Dr Naglis Ramanauskas is a researcher at Oxipit. Trained as a radiologist, he aims to use his first-hand clinical experience to maximize the added value of Oxipit medical imaging products.
In this talk with Dr Ramanauskas we discuss how AI productization and workflow alignment are no less important than statistical model performance.
So your AI software is able to detect nodules with 100% sensitivity. What happens next?
Clickbaity headlines is a byproduct of when you try to put an end metric to the performance of AI radiology software. Or even compare whether it outperforms a radiologist. Sensitivity is nothing without specificity, you could end up with lots of false positives or miss important findings while trying to finetune the model performance.
What I am trying to say is that creating AI based software for radiology is not a Kaggle competition. Even if you managed to hit a certain benchmark, this will not automatically translate into value for the end users – medical institutions, radiologists or patients.
I would say that it is fair to assume that most leading AI medical imaging software companies either already are or soon will be in the same ballpark in terms of accuracy metrics for the common radiological findings. Certainly, one company will be better than others at detecting nodules or signs of tuberculosis for example, but for many use cases these marginal differences in AUC values will not directly translate into value in the clinical workflow from a radiologists standpoint.
This does not mean model performance is not improving or everyone should stop the research and development altogether. There are certainly still some benchmarks to be achieved and for certain applications incremental differences in accuracy might be of critical importance.
I think that at certain point, the “wrapper” of the AI models – this includes the way you utilize your AI model – define the exact way of how the software is to be implemented and used in the clinical workflow, select appropriate thresholds and solve the UX/UI challenges – becomes more important than than the raw accuracy of your AI models.
I think at this point we should focus on AI adoption workflows and in what scenarios AI medical imaging applications can maximize the added value.
ChestEye Quality is the first AI CXR double reading tool. The product analyses the final radiologist report and corresponding chest X-ray for any missed findings. It utilizes hypersensitized nodule model in combination with supervision of a second human radiologist. What is unique about this approach?
This is a way to utilize AI radiology software as a value-added tool versus an end silver bullet solution.
We developed this product for an efficient retrospective audit tool, where you can feed tens or hundreds of thousands images into the platform. After ChestEye Quality analysis, only suspicious cases are flagged, leaving you with much fewer cases for manual review.
The platform can also operate in the prospective setting, meaning that any discrepancies are flagged as soon as the platform is provided with CXR image and corresponding radiologist report. Operating in near-real time, the platform can identify clinically impactful findings that were missed. This helps to change treatment decisions before, for instance, the patient is discharged from the hospital.
We apply a hypersensitive nodule model with a complex threshold system to minimize false positives. The extra layer of human radiologist helps to efficiently review flagged cases and only submit confirmed cases for additional radiologist review at the medical institution.
I would also say that the ‘extra human in the loop’ is not to compensate for model performance. The model already creates substantial value. By only flagging suspicious cases, it enables near real time double reading audit – a quality check which would otherwise be impossible.
How would ChestEye Quality operate in a medical institution workflow?
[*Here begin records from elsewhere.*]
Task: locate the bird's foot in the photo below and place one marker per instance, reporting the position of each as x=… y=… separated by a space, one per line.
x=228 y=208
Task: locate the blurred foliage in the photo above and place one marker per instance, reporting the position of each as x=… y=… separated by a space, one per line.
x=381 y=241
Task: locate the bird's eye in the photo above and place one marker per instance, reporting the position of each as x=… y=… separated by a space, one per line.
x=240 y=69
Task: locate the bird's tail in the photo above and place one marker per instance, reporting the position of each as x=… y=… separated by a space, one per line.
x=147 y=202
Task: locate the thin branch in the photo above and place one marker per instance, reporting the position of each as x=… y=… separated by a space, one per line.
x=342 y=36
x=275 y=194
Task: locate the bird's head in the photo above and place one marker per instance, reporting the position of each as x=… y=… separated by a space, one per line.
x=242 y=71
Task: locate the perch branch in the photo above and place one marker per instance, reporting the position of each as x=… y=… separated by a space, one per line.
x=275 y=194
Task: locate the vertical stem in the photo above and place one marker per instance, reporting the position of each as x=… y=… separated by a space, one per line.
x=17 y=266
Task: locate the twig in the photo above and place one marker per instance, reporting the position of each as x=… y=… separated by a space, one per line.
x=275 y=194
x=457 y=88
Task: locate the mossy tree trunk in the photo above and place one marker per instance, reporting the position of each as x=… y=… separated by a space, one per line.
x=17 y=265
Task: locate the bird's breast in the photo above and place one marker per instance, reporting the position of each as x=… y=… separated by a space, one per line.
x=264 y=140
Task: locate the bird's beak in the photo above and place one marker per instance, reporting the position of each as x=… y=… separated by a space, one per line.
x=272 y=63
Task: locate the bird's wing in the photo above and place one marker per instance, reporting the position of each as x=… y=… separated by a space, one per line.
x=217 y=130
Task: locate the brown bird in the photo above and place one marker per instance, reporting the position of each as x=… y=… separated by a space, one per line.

From our current deployments, up to 10% of all CXR cases may be flagged for additional review. Up to 5% from flagged cases may have clinically impactful missed findings.
Our framework enables a quick review of suspicious cases. The suspicious CXR area is automatically highlighted with heatmaps and the potentially missed pathology identified. The reviewing radiologist instantly knows where to focus his attention. Our Analytical page user interface, case layout and filtering tools further help to review the cases efficiently. Email notifications are sent to the corresponding radiologist if suspicions are validated.
Operating in near real time, the medical institution can assign an in-house radiologist to review suspicious cases – this would call for little additional resources. As we are identifying clinically impactful cases on a daily basis, this AI workflow already contributes to improved patient care.